Queenie entschließt sich trotzdem dazu, das Baby zu behalten und tauft es auf den Namen Benjamin. Entgegen aller Prognosen stirbt Benjamin nicht, sondern entwickelt sich von einem kraftlosen und taubblinden Tattergreis zu einem etwas wackelig auf den Beinen stehenden Senior (Brad Pitt). Zunächst fallen diese Verbesserungen nicht auf, da von langfristig heranrückender Jugend nicht mal ansatzweise etwas zu ahnen ist. Doch die Enkelin einer Heimbewohnerin, die kleine Daisy (Elle Fanning) merkt schnell, dass in der Hülle des alten Greises jemand steckt, der zu den gleichen Späßen und Spielereien aufgelegt ist wie andere Kinder, da Benjamin sich geistig nach vorne entwickelt, während sein Körper den umgekehrten Weg geht. So entwickelt sich zwischen den beiden eine innige Freundschaft. Im Laufe der Zeit wird aus Daisy eine wunderhübsche junge Frau, während Benjamin allmählich zum rüstigen Senior wird.

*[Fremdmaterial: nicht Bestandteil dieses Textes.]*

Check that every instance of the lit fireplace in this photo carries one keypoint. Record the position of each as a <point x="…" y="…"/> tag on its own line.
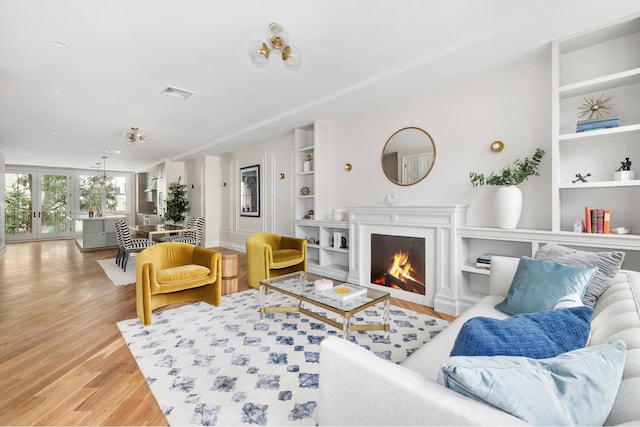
<point x="398" y="262"/>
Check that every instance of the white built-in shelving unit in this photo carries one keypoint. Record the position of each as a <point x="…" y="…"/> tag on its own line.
<point x="322" y="257"/>
<point x="600" y="63"/>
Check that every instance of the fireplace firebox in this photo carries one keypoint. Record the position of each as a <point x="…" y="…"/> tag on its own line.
<point x="398" y="262"/>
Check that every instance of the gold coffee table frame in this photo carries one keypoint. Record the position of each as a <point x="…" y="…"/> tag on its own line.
<point x="300" y="286"/>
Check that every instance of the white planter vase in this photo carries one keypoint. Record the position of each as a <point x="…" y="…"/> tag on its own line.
<point x="507" y="206"/>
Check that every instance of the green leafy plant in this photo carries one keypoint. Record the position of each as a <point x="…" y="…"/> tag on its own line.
<point x="177" y="203"/>
<point x="513" y="174"/>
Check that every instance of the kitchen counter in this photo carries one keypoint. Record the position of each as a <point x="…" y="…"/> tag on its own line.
<point x="98" y="232"/>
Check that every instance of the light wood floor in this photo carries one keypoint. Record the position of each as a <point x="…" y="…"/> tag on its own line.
<point x="62" y="358"/>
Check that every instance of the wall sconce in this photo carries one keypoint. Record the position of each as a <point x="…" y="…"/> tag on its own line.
<point x="276" y="40"/>
<point x="496" y="146"/>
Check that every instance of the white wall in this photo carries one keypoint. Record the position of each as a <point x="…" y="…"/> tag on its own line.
<point x="234" y="229"/>
<point x="512" y="105"/>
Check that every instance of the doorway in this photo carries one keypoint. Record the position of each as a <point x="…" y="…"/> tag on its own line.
<point x="37" y="205"/>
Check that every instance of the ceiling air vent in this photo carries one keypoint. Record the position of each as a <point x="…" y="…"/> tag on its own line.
<point x="177" y="92"/>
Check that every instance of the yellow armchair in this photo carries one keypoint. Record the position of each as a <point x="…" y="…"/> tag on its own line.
<point x="174" y="272"/>
<point x="270" y="255"/>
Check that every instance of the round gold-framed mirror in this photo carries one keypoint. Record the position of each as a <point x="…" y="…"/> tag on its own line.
<point x="408" y="156"/>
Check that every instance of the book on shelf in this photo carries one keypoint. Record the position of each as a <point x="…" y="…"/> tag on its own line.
<point x="601" y="123"/>
<point x="597" y="220"/>
<point x="484" y="261"/>
<point x="345" y="292"/>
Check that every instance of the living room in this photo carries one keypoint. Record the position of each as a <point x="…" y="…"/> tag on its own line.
<point x="465" y="103"/>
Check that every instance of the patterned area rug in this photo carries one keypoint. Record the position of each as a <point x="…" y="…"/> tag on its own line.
<point x="115" y="273"/>
<point x="222" y="365"/>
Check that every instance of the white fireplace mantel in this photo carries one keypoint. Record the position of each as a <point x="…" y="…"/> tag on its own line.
<point x="437" y="224"/>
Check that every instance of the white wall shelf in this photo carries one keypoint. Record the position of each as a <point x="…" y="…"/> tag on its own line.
<point x="602" y="62"/>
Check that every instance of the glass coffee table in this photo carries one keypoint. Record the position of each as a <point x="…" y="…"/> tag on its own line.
<point x="300" y="285"/>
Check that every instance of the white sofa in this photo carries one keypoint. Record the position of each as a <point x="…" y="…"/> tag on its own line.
<point x="359" y="388"/>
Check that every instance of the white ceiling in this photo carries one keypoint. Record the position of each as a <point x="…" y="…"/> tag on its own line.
<point x="63" y="107"/>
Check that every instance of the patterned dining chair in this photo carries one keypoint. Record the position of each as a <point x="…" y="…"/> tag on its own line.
<point x="126" y="244"/>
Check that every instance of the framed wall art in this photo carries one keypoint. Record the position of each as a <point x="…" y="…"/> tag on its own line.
<point x="250" y="191"/>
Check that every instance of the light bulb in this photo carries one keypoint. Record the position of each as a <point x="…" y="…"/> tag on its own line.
<point x="277" y="36"/>
<point x="292" y="57"/>
<point x="259" y="53"/>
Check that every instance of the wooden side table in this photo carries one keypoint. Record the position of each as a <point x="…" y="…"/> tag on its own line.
<point x="229" y="273"/>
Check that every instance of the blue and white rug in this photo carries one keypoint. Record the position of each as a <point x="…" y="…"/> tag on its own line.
<point x="223" y="366"/>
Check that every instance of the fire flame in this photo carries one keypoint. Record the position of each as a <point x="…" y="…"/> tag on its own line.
<point x="401" y="267"/>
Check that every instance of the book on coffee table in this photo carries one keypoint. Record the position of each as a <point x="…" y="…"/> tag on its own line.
<point x="344" y="292"/>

Da im Altersheim kein Platz mehr für Benjamin ist, zumal Queenie und Tizzy nun eine eigene Tochter in die Welt gesetzt haben, sucht sich Benjamin einen Job und heuert auf dem Schlepper von Captain Mike (Jared Harris) an. Dieser Job führt ihn während des mittlerweile ausgebrochenen 2. Weltkriegs nach Russland, denn schließlich müssen die beschädigten Schiffe der Alliierten geborgen werden. Dort lernt der äußerlich inzwischen 60-jährige Benjamin die Diplomatengattin Elizabeth Abbott (Tilda Swinton) kennen und zwischen entsteht eine Liebesaffäre. In ihrem früheren Leben war sie eine begeisterte Schwimmerin und wäre beinah die erste Frau gewesen, die den Ärmelkanal durchschwommen hat. Ihr Vorhaben scheiterte dann aber kurz vor Erreichen des Ziels an widrigen Wetterbedingungen und hat danach das Schwimmen ganz aufgegeben. Doch Benjamins und Elizabeths Wege trennen sich alsbald wieder.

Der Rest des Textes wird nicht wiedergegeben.